As always, I consulted the Straight Dope Science Advisory Board and got this reply from Czarcasm: “What, you mean besides Elvis, Hoffa, and JFK?” These guys are a million laughs.

Right off the bat I can’t think of anybody famous who disappeared and assumed another identity permanently (I assume you’re not interested in Nazi or other war criminals), but I know of a few who did so briefly. I’ve already told the story of mystery writer Agatha Christie, who disappeared for 11 days in 1926. After her car was found abandoned, 15,000 volunteers searched the countryside. Turns out she’d checked into a health spa under an assumed name. Why was never made clear, but her husband had been cheating on her publicly and maybe she just flipped out. Anyway, she returned home, divorced the lying son of a bitch, and lived reasonably happily ever after.

Curiously, another celebrity also vanished earlier in 1926 — maybe that’s where Christie got the idea. The desaparecida was Aimee Semple McPherson, a radio evangelist whose eloquence and showbiz flair drew thousands to her Los Angeles temple every week. When not giving sermons, “Sister Aimee” liked to swim. On May 18, leaving her secretary on the beach, she swam out into the ocean and didn’t come back. There was a huge uproar. A massive search failed to turn up the body. The newspapers churned out extras as ten thousand followers kept vigil on the shore.

Rumors swirled. Some said she hadn’t drowned but had been eaten by a sea monster; others said the whole thing was a publicity stunt. She was sighted more times than Elvis — 16 times in one day, in locations all over the country. The coroner refused to issue a death certificate. On June 20, McPherson’s mother received a ransom note from “the Avengers” demanding $500,000.

Three days later the evangelist showed up in Agua Prieta, Mexico, just across the border from Douglas, Arizona. She told a bizarre story. She had been wading in the surf when a couple lured her into their car with a story about a dying child.
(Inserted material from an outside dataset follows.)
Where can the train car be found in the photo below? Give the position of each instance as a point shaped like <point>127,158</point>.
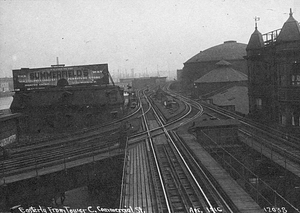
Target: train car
<point>60,98</point>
She was chloroformed, driven to a two-room shack in the desert, and held there by two men and a woman. A few days later the men left, then the woman announced she was going into town for supplies. McPherson cut her bonds on the jagged lid of a five-gallon syrup can. Once free, she walked across the desert for 17 hours before collapsing inside the gate of a house.

But the story was fishy. The shack she’d described could not be found. Despite her supposedly lengthy trek, she was not dehydrated or sunburned, and her dress showed no signs of sweat. Her shoes weren’t scuffed or worn except that she had somehow contrived to get grass stains on them in the desert. She was wearing a watch given to her by her mother that she hadn’t taken to the beach, and so on. The cops searched halfheartedly for the kidnappers while hundreds of reporters tried to figure out what McPherson had really been up to. Soon it was reported that she had spent ten days in the seaside resort town of Carmel, California, with Kenneth Ormiston, her radio engineer, with whom she was thought to be having an affair.
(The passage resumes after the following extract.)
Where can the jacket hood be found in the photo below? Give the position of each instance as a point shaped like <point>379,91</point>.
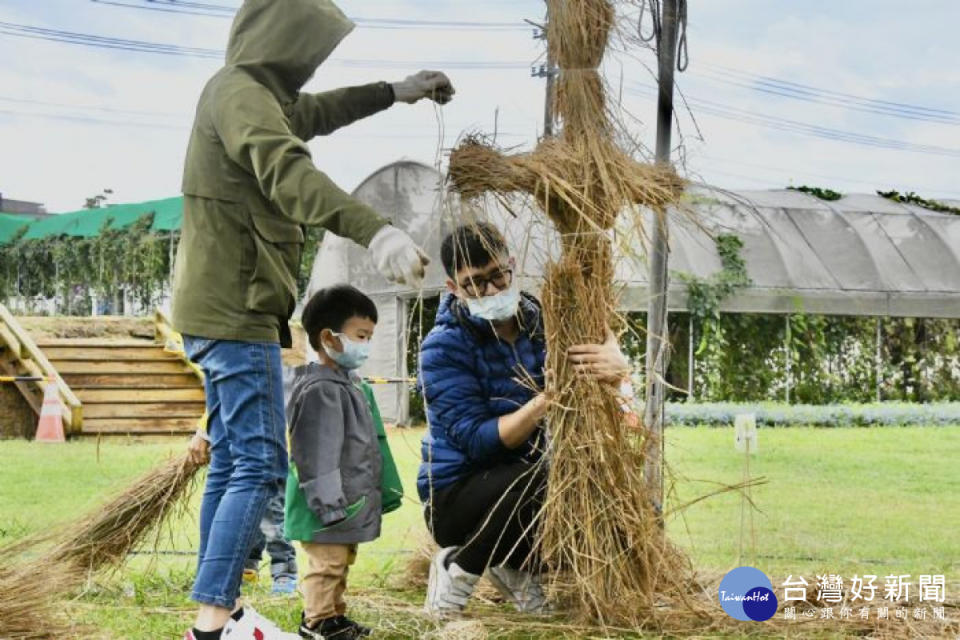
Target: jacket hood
<point>282,42</point>
<point>452,312</point>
A grand jury hearing on the kidnapping turned into an interrogation of McPherson. A woman claimed she had been bribed by McPherson and her mother to say that she, not the evangelist, had been with Ormiston in Carmel. Despite McPherson’s protestations that she was an innocent victim, she was indicted for obstruction of justice, along with Ormiston and others. The story filled the newspapers for months and became an embarrassment for Los Angeles civic leaders. Finally William Randolph Hearst’s Examiner reported that the district attorney was dropping the charges. The DA declared he was doing no such thing but eventually took the hint, saying the evidence was too confused to permit prosecution.
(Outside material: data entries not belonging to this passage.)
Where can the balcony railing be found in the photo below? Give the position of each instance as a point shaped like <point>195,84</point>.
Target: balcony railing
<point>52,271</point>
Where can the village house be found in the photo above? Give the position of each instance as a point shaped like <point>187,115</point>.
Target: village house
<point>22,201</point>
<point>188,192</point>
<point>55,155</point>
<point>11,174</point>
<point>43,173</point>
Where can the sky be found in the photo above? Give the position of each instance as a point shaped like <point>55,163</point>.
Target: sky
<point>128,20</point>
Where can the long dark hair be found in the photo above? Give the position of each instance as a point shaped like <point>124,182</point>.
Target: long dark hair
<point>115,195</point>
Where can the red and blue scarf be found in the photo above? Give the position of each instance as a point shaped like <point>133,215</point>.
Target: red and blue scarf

What really happened? The story doesn’t make sense any way you look at it. McPherson’s kidnapping yarn was silly, but if all she wanted was a tryst with Ormiston there were a dozen easier ways to have one than faking an abduction. I’ve yet to hear a persuasive account of the whole mess. McPherson returned to preaching but remained a controversial figure for the rest of her life, dying of a sedative overdose in 1944. So, could a famous person successfully fake a disappearance with today’s tabloids on the case? Maybe Hoffa et al pulled it off, but I say fat chance.